Question

I have a sample Chrome packaged app which uses the Chrome sockets API to perform DNS service discovery. The heavy lifting is borrowed from the example here:

https://github.com/GoogleChrome/chrome-app-samples/tree/master/mdns-browser

I just use service names such as _pdl-datastream._tcp.local (instead of the default of _services._dns-sd._udp.local).

On both my Ubuntu and Windows setups (Chrome 25.0.1364.172), the app can successfully find my network printer; I can list its IP address and service instance name. However, it fails in Chrome OS on my Samsung Chromebook (Chrome 25.0.1364.173); nothing is found.

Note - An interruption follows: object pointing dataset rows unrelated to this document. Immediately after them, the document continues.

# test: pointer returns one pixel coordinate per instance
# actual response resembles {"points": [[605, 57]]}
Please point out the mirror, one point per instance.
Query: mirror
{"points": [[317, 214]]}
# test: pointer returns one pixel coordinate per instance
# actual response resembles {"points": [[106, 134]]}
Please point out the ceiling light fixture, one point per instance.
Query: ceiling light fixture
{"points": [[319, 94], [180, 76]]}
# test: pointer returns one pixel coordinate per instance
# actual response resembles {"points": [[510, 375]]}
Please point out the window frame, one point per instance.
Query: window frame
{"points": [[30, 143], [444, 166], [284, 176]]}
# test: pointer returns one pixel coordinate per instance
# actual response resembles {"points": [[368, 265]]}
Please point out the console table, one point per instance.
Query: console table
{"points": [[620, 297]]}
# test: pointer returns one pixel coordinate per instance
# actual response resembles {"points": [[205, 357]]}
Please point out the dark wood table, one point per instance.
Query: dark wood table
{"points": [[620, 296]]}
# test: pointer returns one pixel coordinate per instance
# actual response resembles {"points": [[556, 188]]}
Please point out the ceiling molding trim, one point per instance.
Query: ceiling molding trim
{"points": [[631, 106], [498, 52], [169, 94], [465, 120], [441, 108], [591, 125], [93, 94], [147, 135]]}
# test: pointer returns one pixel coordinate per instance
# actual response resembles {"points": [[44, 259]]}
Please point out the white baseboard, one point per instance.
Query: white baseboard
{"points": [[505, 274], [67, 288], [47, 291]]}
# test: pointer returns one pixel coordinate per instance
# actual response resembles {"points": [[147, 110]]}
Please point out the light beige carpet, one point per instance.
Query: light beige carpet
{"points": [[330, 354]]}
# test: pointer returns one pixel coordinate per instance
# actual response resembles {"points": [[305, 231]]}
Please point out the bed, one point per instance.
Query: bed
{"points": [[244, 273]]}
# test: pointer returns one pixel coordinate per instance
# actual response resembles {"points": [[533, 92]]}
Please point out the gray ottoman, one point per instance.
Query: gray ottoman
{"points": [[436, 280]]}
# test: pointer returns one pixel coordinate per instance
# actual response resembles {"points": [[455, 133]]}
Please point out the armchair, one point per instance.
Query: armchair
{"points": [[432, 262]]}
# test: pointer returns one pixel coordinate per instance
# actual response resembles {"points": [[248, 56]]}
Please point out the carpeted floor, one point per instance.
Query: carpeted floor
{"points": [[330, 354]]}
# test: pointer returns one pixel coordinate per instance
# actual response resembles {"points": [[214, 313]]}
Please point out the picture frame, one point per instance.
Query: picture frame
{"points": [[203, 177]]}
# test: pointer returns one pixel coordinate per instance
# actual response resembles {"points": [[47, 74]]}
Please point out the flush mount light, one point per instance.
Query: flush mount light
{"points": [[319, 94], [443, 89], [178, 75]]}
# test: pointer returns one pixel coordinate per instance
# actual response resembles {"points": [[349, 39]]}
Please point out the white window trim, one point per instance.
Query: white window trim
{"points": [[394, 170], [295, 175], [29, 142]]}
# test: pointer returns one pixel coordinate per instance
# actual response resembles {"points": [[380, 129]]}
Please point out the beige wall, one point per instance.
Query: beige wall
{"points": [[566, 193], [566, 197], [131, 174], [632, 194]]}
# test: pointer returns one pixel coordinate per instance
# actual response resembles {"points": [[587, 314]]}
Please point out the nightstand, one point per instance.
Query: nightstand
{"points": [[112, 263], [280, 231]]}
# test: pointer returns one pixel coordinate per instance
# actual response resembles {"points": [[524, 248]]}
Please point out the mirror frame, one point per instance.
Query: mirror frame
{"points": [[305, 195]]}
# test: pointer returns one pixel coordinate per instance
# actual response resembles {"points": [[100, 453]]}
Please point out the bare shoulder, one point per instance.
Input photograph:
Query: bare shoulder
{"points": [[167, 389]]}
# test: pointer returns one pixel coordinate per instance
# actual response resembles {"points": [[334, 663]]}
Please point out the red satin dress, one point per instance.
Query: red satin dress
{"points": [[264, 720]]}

Any idea what the problem might be? Is this a known issue?

Was it helpful?

Solution

You should check if it's the default firewall. On a Chromebook by default I believe all incoming connections are blocked. If you're running in dev mode you can do the following to allow all incoming udp traffic to test whether this is the problem:

  1. Press Ctrl+Alt+T to bring up a terminal window and type the following
  2. shell
  3. sudo iptables -I INPUT -p udp -j ACCEPT

OTHER TIPS

Yes, Chromebooks default to a restrictive firewall. However, if the incoming packet matches an outgoing one, the incoming packet should be permitted. Here's the list of firewall rules.

According to the bug report created by Haw-Bin, this is verified as fixed since end of 2013.